The current issue on Money opens with D.C. Schindler‘s question, in dialogue with Socrates, What is the meaning of Money? The discussion continues with Giorgio Buccellati on monotheism, slavery, archeology, and human value; Thomas Storck on Usury (is it still a sin?); Wendell Berry on the economy and community; Mark Shiffman on the polis and the family; Nathan Schlueter on Berry, Dante, and the community of the family; and finally, Charles Péguy on “Money.” In this selection from Péguy’s 1913 essay “L’Argent,” the French author addresses the initial question of the value of money by separating it from power and politics and returning it to the measure of daily bread:
Why mix questions of money and questions of governance.
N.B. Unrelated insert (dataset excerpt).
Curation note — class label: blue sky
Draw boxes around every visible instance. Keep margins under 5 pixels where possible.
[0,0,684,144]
Would it be to honor questions of money, by mixing them with questions of governance. But money is highly honorable, we can’t say it enough. When it is the price and the money of one’s daily bread. Money is more honorable than governance, for one can’t live without money, and one can live very well without exercising governance.
The essay “On Money” was an introduction in turn to a particular issue of the journal Péguy edited, Cahiers de la Quinzaine, and happens to include a few remarks about the journal itself and its readership. Since these remarks may be of interest to Communio’s readership as well, here they are for you to enjoy. The entire article is well worth reading: the issue can be ordered here.
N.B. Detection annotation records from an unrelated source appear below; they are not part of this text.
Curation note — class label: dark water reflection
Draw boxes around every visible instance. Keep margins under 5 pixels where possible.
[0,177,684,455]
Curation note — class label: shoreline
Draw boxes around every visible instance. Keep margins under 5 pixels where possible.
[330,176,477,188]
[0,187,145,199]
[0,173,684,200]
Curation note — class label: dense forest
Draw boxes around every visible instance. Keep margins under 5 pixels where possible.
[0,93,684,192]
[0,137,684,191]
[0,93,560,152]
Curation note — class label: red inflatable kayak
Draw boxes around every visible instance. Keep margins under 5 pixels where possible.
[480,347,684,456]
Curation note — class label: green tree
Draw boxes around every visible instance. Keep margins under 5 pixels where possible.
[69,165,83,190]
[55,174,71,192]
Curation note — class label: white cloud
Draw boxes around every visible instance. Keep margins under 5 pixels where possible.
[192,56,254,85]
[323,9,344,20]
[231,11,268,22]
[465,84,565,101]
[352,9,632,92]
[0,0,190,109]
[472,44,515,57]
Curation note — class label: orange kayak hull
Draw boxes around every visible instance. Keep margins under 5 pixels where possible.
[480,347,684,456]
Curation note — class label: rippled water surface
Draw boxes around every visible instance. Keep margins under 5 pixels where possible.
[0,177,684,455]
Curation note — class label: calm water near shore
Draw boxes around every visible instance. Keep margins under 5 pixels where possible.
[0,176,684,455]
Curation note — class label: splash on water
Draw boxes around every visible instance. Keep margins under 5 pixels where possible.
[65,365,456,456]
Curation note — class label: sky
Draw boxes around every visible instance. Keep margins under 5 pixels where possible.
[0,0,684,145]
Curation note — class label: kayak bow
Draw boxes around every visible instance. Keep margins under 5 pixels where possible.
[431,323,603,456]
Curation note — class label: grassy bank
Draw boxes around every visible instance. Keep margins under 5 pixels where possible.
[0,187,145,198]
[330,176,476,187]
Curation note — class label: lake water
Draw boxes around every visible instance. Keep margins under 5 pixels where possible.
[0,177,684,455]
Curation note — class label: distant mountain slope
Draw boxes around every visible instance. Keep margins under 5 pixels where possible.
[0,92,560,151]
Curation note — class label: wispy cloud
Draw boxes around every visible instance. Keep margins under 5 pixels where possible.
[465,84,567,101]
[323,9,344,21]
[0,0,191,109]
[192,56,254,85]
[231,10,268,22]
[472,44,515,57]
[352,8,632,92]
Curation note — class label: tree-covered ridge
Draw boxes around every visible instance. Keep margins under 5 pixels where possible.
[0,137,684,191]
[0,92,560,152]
I must do this justice to our subscribers who in this governance of liberty have remained admirably faithful to us. It’s an honor to them. And to us. I have often reproached our subscribers that there aren’t enough of them. And this year I reproach them at least as much as ever. But I confess that it’s a reproach that is aimed all the same a little more at those who aren’t there than at those who are. Those who are have understood perfectly, I want to say that they knew in advance just as well as ourselves the mores of genuine liberty.
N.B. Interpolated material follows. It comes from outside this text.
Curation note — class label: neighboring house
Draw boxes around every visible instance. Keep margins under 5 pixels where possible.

A journal is only alive if, each time an issue is published, it displeases a good fifth of its subscribers. Justice consists only in that it shouldn’t always be the same people who are in this fifth. Otherwise, I want to say that when one sets out not to displease anyone, one falls into the system of these enormous journals that lose millions, or that earn them by saying nothing. Or rather, in order to say nothing.
Our subscribers have understood perfectly, we must give them this honor. Just as much as we, they have a taste, a respect for liberty. They showed us this in their beautiful fidelity of fifteen years. There are, just as much as ever, not enough of them. But the ones that are with us, remain.
This hard method, this unique system of recruitment, does not at all reveal a common abasement founded on an incessant exchange of mutual concessions that is passed incessantly from one to the other. Rather this is how, little by little, our cahiers were formed as a place shared by all who don’t cheat. Here we are Catholics who don’t cheat; Protestants who don’t cheat; Jews who don’t cheat; freethinkers who don’t cheat. That’s why we are so few Catholics; so few Protestants; so few Jews; so few freethinkers. And in all, so few people. . . . A certainty of instinct, a certainty of race, the only instinct they have, which can only be compared with the profound certainty with which the mediocre recognize and support the mediocre. But at bottom isn’t it the same. And aren’t they the same. If only we honest people were faithful to honesty like the mediocre were faithful to mediocrity.